Mander currently serves as the director at the Centre for Equity Studies, a ‘think tank’ founded by him that claims to focuses on public policy for the poor.
Mander courted huge controversy for funding the ‘thinktank’ through a grant by a Church backed organisation DanChurch Aid ,an entity directly connected to Danish National Evangelical Lutheran Church. Mander's other funder, Partnership Foundation, runs homes in India called "Missionary Sisters Servants of Holy Spirit"
Mander is also an advisory board member of Open Society Foundations, founded by George Soros.
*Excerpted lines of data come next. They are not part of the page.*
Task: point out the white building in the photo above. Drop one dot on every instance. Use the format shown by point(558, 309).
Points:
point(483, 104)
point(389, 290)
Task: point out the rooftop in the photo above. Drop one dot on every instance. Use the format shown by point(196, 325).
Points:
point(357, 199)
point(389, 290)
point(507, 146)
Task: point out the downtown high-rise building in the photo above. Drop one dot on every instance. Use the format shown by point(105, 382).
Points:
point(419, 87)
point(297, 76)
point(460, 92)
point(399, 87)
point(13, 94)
It operates as the world’s largest private funder of independent groups working for justice, democratic governance, and human rights.
Earlier this year, Supreme Court had dismissed an application filed by Mander seeking the recusal of Chief Justice of India Ranjan Gogoi from the case related to the treatment of inmates in Assam’s detention centres.
Mander had moved Supreme Court citing what he claimed was the deplorable conditions of Assam’s Detention Camps.
Assam runs detention camps to house people who have been declared foreigners by Foreigners’ Tribunals pending deportation or bail. Presently there are six detention camps operating out of makeshift facilities in local prisons in Dhibrugarh, Jorhat, Goalpara, Silchar, Tezpur and Kokrajhar.
Mander sought the recusal of Justice Gogoi claiming that comments and observations made by CJI during the proceedings of the case raised serious apprehensions in the mind of the applicant that there is a possibility of bias affecting the outcome of the petition. Justice Gogoi hails from Assam.